Marti explains that irrigated crops like cherries and apples will likely be OK this year, but dryland (non-irrigated) farmers will suffer.
“We have an interesting situation where we have a really good snowpack this year,” Marti says. “So, lots of water sitting up high in the mountains, and that’s a great thing, but we have had some extended dryness. And so definitely, that’s going to affect the runoff in some of our basins that are more rain dominated that don’t benefit from snowmelt.”
Marti says some basins on both the west and east side of the Cascades are already showing some strain.
“It’s the story of the irrigation haves and the have nots,” Marti says. “Meaning those folks who get their water from rivers or storage, are probably going to be fine for their irrigation needs. But the dryland users and the folks that have cattle that depend on forage on the rangelands may be more challenged.”
Parched ranch
A metal gate sharply whines and creaks a bit west of Alderdale, Washington, southwest of the Tri-Cities along the Columbia River. Manning the gate with a slow amble is cattle rancher Gary Hess, who’s having a hard time with the drought.
Out here in this irrigated pasture are about 120 of his 10-year-old cows, the year’s culls, and all their calves. The grass-fattened mothers bawl at their calves, wanting them to stay close and away from the cattle dog. This is the cows’ last year on the ranch, so Hess lets them graze in hip-high green fescue, orchard and rye grasses for their last summer.
Hess recently sold another 70 mother cows with calves at their sides to another operator in Wyoming. They had many more good calves in them, and he hated to see them go. But he has no grass to keep them.
“When you have to sell younger cows, that’s a disappointment,” Hess says. “But that’s something you have to do with the kind of weather we’ve had the last couple of years. And the drought and the lack of feed and lack of water, we just finally had to cut back.”
The 70 mother cows and their calves make up about 12 percent of his total herd, and he’s thinking he’ll have to sell more soon just to survive. Hess says it’s hard to lose animals and bloodlines that he’s worked so hard to build up. His McBride Hereford ranch is now six generations old. He figures it could take him up to a decade to build his herd back up without going into debt.

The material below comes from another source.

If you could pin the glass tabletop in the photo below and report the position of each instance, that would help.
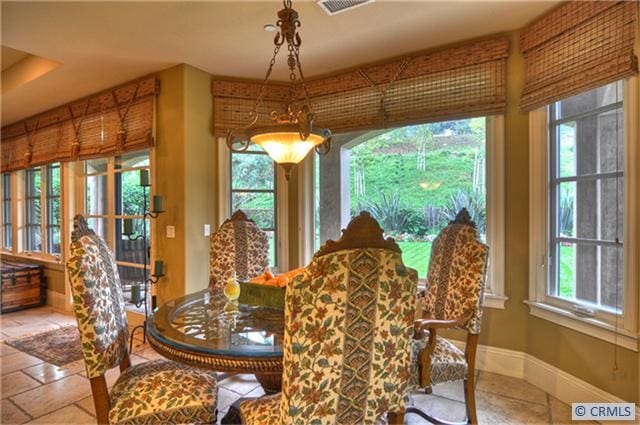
(203, 322)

“Livin’ the dream,” Hess says. “Sometimes it’s a good dream, sometimes it’s a nightmare. But that’s what we choose to do. Our family has been here over 100 years, and they’ve been through this before. We’ll do it just like the others have. We’ll just find ways. We’re not going to give up.”
Usually in this area, Hess is lucky to get six to eight inches of rain annually. But this year he figures he didn’t get even two. A bred cow on this range needs about 40 dryland acres of bunchgrass for half a year of grazing to ensure enough milk for a calf. But with this drought on, that’s nearly doubled. So he has to sell some cows now, or the animals would have to be fed expensive hay until next spring. Hess’ eyes start to well a bit thinking of the good mother cows and calves sent down the road.

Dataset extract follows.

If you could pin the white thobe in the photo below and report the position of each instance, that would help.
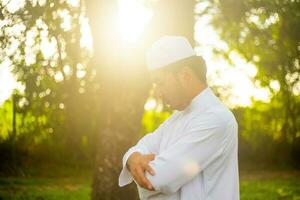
(196, 154)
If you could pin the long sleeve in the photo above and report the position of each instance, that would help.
(203, 143)
(150, 143)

“It’s just something we had to do,” he says.
The near constant wind whistles and howls around anything with a corner. It buffets the sage and rabbit brush. It’s been windy all spring. Like a blowdryer, it’s parched the landscape even more. What rain squalls there’ve been have missed this thirsty landscape altogether, or just teased with a few drops.
But most ranchers don’t have time to dwell on the relentless wind, the trucked-off cattle or the lost crops. They’re busy applying for federal disaster aid and keeping an eye out for wildfires that are always top-of-mind in the dry, hot summer on the horizon.